Airflow Guides

View all Guides

Overview

A key question when using any data orchestration tool is "How do I know if something has gone wrong?". Airflow users always have the option to check the UI to see the status of their DAGs, but this is an inefficient way of managing errors systematically, especially if certain failures need to be addressed promptly or by multiple team members. Fortunately, Airflow has built-in notification mechanisms that can be leveraged to configure error notifications in a way that works for your team.

In this guide, we'll cover the basics of Airflow notifications and how to set up common notification mechanisms including email, Slack, and SLAs. We'll also discuss how to make the most of Airflow alerting when using the Astronomer platform.

Airflow Notification Basics

Airflow has an incredibly flexible notification system. Having your DAGs defined as Python code gives you full autonomy to define your tasks and notifications in whatever way makes sense for your use case.

In this section we'll cover some of the options available when working with notifications in Airflow.

Notification Levels

Sometimes it makes sense to standardize notifications across your entire DAG. Notifications set at the DAG level will filter down to each task in the DAG. These notifications are usually defined in default_args.

For example, in the following DAG, email_on_failure is set to True, meaning any task in this DAG's context will send a failure email to all addresses in the email array.

from datetime import datetime
from airflow import DAG

default_args = {
	'owner': 'airflow',
	'start_date': datetime(2018, 1, 30),
	'email': ['noreply@astronomer.io'],
	'email_on_failure': True
}

with DAG('sample_dag',
	default_args=default_args,
	schedule_interval='@daily',
	catchup=False) as dag:

...

In contrast, it's sometimes useful to have notifications only for certain tasks. The BaseOperator that all Airflow Operators inherit from has support for built-in notification arguments, so you can configure each task individually as needed. In the DAG below, email notifications are turned off by default at the DAG level, but are specifically enabled for the will_email task.

from datetime import datetime
from airflow import DAG
from airflow.operators.dummy_operator import DummyOperator

default_args = {
	'owner': 'airflow',
	'start_date': datetime(2018, 1, 30),
	'email_on_failure': False,
	'email': ['noreply@astronomer.io'],
	'retries': 1
}

with DAG('sample_dag',
	default_args=default_args,
	schedule_interval='@daily',
	catchup=False) as dag:

	wont_email = DummyOperator(
		task_id='wont_email'
	)
	
	will_email = DummyOperator(
		task_id='will_email',
		email_on_failure=True
	)

Notification Triggers

The most common trigger for notifications in Airflow is a task failure. However, notifications can be set based on other events, including retries and successes.

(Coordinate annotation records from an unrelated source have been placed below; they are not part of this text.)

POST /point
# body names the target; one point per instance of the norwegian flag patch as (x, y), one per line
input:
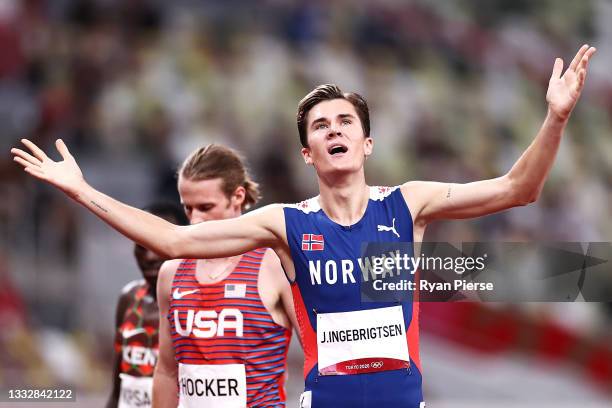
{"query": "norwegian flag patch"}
(312, 242)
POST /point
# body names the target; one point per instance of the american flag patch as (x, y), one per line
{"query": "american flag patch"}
(312, 242)
(235, 290)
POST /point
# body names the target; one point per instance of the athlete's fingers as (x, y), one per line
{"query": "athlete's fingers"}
(557, 69)
(581, 77)
(578, 57)
(61, 147)
(25, 156)
(35, 172)
(23, 162)
(586, 58)
(36, 151)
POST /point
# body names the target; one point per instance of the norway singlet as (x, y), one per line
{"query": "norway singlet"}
(357, 354)
(137, 343)
(230, 352)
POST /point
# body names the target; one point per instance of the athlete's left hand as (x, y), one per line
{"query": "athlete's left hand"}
(564, 88)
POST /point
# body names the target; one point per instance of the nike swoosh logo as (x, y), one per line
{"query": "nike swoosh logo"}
(177, 294)
(129, 333)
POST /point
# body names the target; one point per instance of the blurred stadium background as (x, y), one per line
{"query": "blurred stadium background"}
(456, 90)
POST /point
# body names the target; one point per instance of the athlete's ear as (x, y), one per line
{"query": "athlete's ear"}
(306, 155)
(368, 146)
(238, 197)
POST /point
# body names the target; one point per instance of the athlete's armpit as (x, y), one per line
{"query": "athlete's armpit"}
(430, 201)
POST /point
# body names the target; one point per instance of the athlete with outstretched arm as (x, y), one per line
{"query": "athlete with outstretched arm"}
(327, 230)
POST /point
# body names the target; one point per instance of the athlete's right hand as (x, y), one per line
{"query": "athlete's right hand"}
(65, 175)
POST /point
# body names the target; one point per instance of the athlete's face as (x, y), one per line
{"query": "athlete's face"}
(336, 142)
(148, 261)
(204, 200)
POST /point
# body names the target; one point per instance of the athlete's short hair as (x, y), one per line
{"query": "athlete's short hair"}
(329, 92)
(215, 161)
(167, 210)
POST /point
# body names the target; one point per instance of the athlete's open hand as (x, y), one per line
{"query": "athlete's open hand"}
(564, 88)
(65, 175)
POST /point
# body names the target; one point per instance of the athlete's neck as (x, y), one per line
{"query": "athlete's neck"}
(344, 199)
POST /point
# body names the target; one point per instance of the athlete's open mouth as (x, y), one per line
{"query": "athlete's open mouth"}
(337, 148)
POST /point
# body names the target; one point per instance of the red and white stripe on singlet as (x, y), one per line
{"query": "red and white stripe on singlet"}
(263, 346)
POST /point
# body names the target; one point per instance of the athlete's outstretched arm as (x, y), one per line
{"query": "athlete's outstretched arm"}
(523, 183)
(212, 239)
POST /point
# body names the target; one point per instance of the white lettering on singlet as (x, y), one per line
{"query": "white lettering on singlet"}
(206, 323)
(137, 355)
(331, 271)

Emails on retries can be useful for debugging indirect failures; if a task needed to retry but eventually succeeded, this might indicate that the problem was caused by extraneous factors like load on an external system. To turn on email notifications for retries, simply set the email_on_retry parameter to True as shown in the DAG below.

from datetime import datetime, timedelta
from airflow import DAG

default_args = {
	'owner': 'airflow',
	'start_date': datetime(2018, 1, 30),
	'email': ['noreply@astronomer.io'],
	'email_on_failure': True,
	'email_on_retry': True,
	'retry_exponential_backoff': True,
	'retry_delay' = timedelta(seconds=300)
	'retries': 3
}

with DAG('sample_dag',
	default_args=default_args,
	schedule_interval='@daily',
	catchup=False) as dag:

...

When working with retries, you should configure a retry_delay. This is the amount of time between a task failure and when the next try will begin. You can also turn on retry_exponential_backoff, which progressively increases the wait time between retries. This can be useful if you expect that extraneous factors might cause failures periodically.

Custom Notifications

The email notification parameters shown in the sections above are an example of built-in Airflow alerting mechanisms. These simply have to be turned on and don't require any configuration from the user.

You can also define your own notifications to customize how Airflow alerts you about failures or successes. The most straightforward way of doing this is by defining on_failure_callback and on_success_callback Python functions. These functions can be set at the DAG or task level, and the functions will be called when a failure or success occurs respectively. For example, the following DAG has a custom on_failure_callback function set at the DAG level and an on_success_callback function for just the success_task.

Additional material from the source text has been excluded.